Vacation rental appeal tabled for a month

An East Harriet resident’s appeal of the city’s decision to prohibit short-term rental at her home left the zoning board in deadlock.

None of the three motions made after nearly two hours of discussion Dec. 4 garnered enough support to get the city’s Zoning Board of Adjustment to decide whether to allow East Harriet resident Carolyn Moore to rent her home short-term to vacationers.

The issue was first presented to the board in October, when Moore appealed a zoning administrator’s decision to prohibit the use of her 43rd & Bryant Avenue home as a "vacation rental," a short-term use for families and small groups staying in the area for a few days, weeks or longer. The appeal was tabled until the meeting this month, so the city could research the topic further. But unable to reach a decision after a sometimes-heated debate, the board opted to take up the issue again in a month.

 "I don’t think we’re going to get any further here tonight," said board Vice Chairman Matt Perry. "We’ve exhausted all manner of possibilities tonight."

The city can delay action on zoning appeals 120 days — two 60-day cycles. The city had to extend Moore’s appeal to the second cycle. If that expires, her appeal could be automatically granted without a board vote.

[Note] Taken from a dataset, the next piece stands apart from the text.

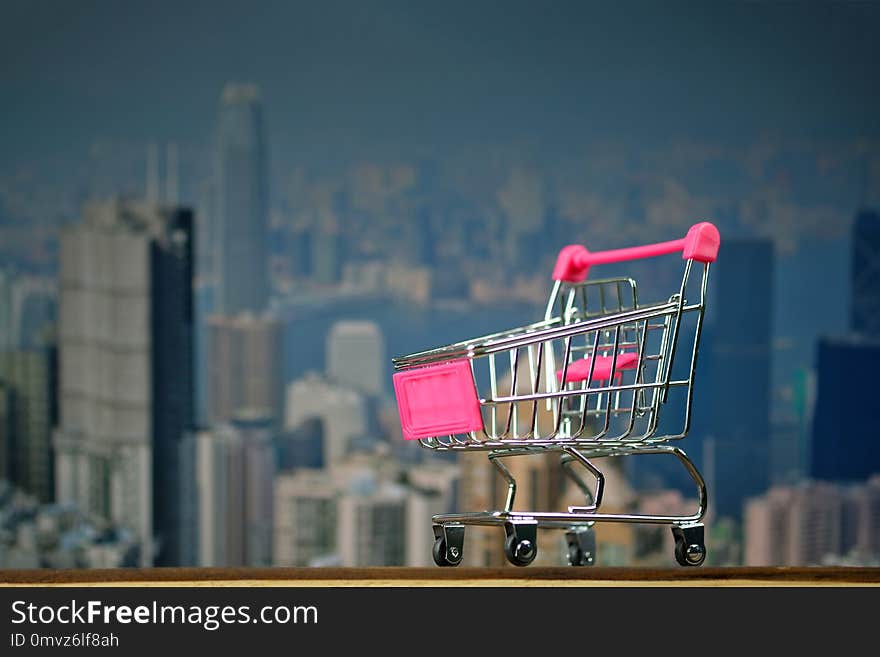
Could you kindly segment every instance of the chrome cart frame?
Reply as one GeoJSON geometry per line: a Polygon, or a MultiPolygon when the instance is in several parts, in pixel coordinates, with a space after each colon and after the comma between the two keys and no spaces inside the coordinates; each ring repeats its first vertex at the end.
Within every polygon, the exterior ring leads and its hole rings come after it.
{"type": "Polygon", "coordinates": [[[466,525],[493,525],[504,528],[504,552],[514,565],[535,559],[539,527],[564,529],[569,563],[592,565],[596,522],[671,525],[677,562],[704,562],[706,485],[685,452],[669,443],[690,427],[709,265],[719,245],[717,229],[704,222],[660,244],[597,253],[565,247],[542,321],[393,359],[404,437],[433,450],[486,451],[507,483],[501,509],[433,517],[435,563],[461,563],[466,525]],[[640,304],[631,278],[587,280],[591,265],[679,251],[681,284],[665,302],[640,304]],[[682,357],[686,369],[679,372],[674,366],[682,357]],[[670,419],[678,421],[673,428],[670,419]],[[516,481],[502,459],[548,452],[560,454],[585,503],[515,511],[516,481]],[[605,476],[593,460],[641,454],[672,455],[684,465],[698,492],[692,514],[600,510],[605,476]]]}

The main sticking point in Moore’s appeal is that the city’s zoning and housing codes do not clearly define her specific use.

Zoning Administrator Steve Poor argued that it most closely resembled a bed-and-breakfast or hotel, a use that is not allowed in Moore’s zoning district. The city also requires the owner of a bed-and-breakfast to live in the home. Moore started vacation renting when she moved out to live with her ailing father.

Moore and her attorney, Bill Griffith, argued that her operation more closely resembled a single-family home being rented. The city does not list a minimum number of days tenants are required to stay in a rental property.    

Numerous supportive renters who have stayed at Moore’s home and neighbors both for and against her practice wrote letters to the city about the issue.

Several neighbors signed a letter that said: "We are concerned that to allow Ms. Moore to run such a for-profit enterprise from what is zoned as single family residence, might encourage others, also without the sanction of the zoning administrator, to commercialize our quiet neighborhood."

Several other neighbors wrote: "We do not see (Moore’s) use of her home in the same category as a hotel, motel or bed and breakfast establishment. Since Carolyn started renting her home out as a vacation home, there has been no negative effect on our neighborhood."

A couple of Moore’s supporters — a neighbor and another person who uses her home as a vacation rental — spoke at the meeting. No one against her appeal attended.

But regardless of what anyone thinks about the merits of Moore’s operation, her economic situation or any other factors, the board’s decision must be based purely on what the city’s codes allow, said board Chairman Paul Gates.

"This group has a very narrow charter here before us to simply look and try to decide whether the administrator, given the existing code, made the right call," Gates said.

The relatively new concept of vacation rental — something that was first regulated in Stearns County last summer — left the board staring at a hole in Minneapolis’ code.  
Poor said the city is taking a deeper look at vacation rentals and he expects the issue to go to the City Council for discussion. In the meantime, the zoning board will mull over Moore’s situation and make a decision next month.